Not that often to be fair- I do occasionally tail off the volume of sustains.


Michaelt said:


> Are you perhaps trying to perform multiple parts simultaneously when you'd be better served by addressing them one at a time?


No! I play in each part separately and find adjusting velocities when necessary in the piano roll sufficient to achieve very realistic results.


Michaelt said:


> I can't help but feel you must be misunderstanding something about how this all works, since using a continuous control for dynamics is not the norm just because it somehow applies only to "film hybrid scoring." It is the norm because it represents the constantly changing expressive parameters of a real instrumental performance.


I totally agree that for timbre or volume crescendo/decrescendo CC is the obviously the only choice by its very nature of continuous control but it's specifically the starting timbre dynamic before I strike the keys that doesn't make any sense to me to have to have to ride the modwheel for when the natural way is to strike the keys harder or softer to trigger the required response from the instrument.


Michaelt said:


> And there are many libraries that _do_ utilize velocity to control an independent attack strength parameter.

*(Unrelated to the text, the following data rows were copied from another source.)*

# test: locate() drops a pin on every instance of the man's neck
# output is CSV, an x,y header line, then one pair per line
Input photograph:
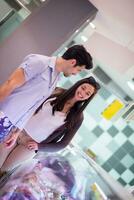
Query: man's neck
x,y
59,64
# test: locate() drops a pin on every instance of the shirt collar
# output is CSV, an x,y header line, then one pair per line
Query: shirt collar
x,y
52,63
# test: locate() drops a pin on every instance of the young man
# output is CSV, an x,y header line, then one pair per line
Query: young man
x,y
32,82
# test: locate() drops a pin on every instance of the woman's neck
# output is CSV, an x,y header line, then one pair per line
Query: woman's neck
x,y
68,105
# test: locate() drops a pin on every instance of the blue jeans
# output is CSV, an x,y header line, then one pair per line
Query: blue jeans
x,y
5,127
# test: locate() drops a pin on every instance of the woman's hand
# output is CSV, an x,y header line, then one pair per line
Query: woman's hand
x,y
32,145
9,142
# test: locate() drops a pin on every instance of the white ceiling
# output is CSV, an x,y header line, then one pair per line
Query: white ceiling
x,y
115,20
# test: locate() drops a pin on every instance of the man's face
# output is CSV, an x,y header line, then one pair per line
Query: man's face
x,y
72,69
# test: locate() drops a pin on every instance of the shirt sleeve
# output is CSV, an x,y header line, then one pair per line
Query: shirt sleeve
x,y
57,146
33,65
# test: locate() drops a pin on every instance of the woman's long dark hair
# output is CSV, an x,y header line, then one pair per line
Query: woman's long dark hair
x,y
77,109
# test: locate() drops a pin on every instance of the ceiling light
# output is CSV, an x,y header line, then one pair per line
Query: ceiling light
x,y
77,31
131,85
84,38
92,25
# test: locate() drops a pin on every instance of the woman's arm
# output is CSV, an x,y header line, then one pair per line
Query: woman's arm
x,y
65,140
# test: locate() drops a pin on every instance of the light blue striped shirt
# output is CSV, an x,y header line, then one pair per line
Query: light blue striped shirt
x,y
41,79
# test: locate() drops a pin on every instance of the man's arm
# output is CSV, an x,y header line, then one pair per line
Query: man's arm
x,y
16,79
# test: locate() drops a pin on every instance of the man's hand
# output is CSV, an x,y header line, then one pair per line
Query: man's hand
x,y
16,80
32,145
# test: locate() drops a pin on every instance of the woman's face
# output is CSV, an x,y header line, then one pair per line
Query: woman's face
x,y
84,91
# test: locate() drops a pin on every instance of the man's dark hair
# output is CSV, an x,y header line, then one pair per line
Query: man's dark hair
x,y
81,55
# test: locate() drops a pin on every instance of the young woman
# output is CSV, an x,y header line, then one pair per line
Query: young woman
x,y
53,125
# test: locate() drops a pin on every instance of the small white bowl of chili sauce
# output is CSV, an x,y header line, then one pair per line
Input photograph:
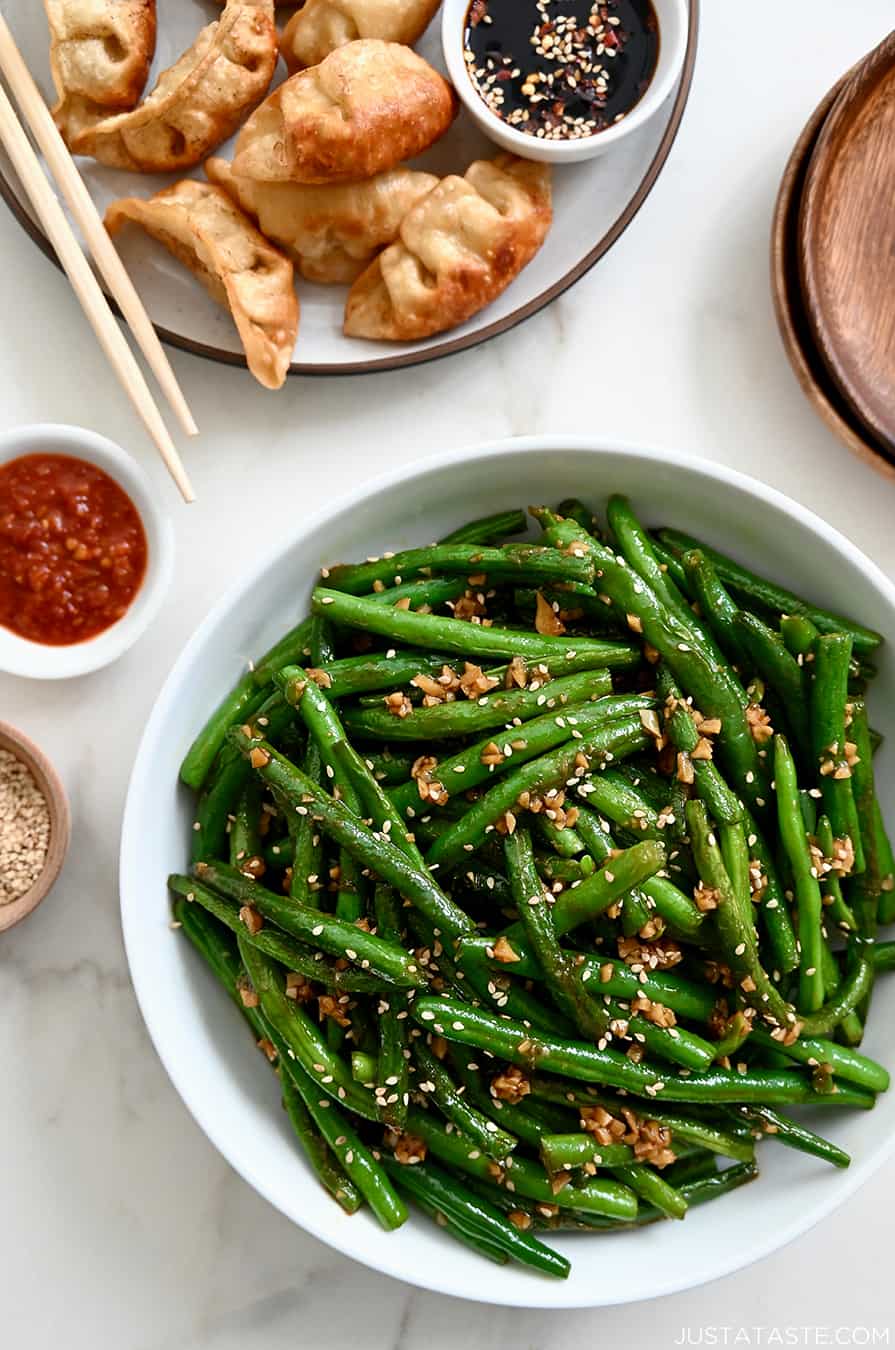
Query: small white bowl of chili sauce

You say "attack strength" which could be construed as a little confusing here regarding our discussion! If you are referring to the actually speed at which the instrument initially responds: that's a different thing of course- as I'm sure you are aware some of OT's samples for example have this performance feature built in where striking a harder velocity does indeed give the instrument a faster attack. However I am strictly referring to just the initial level of the timbre dynamic not the envelope.


Michaelt said:


> There is a huge amount of virtual orchestral music of all stripes that has been rendered highly successfully with this approach.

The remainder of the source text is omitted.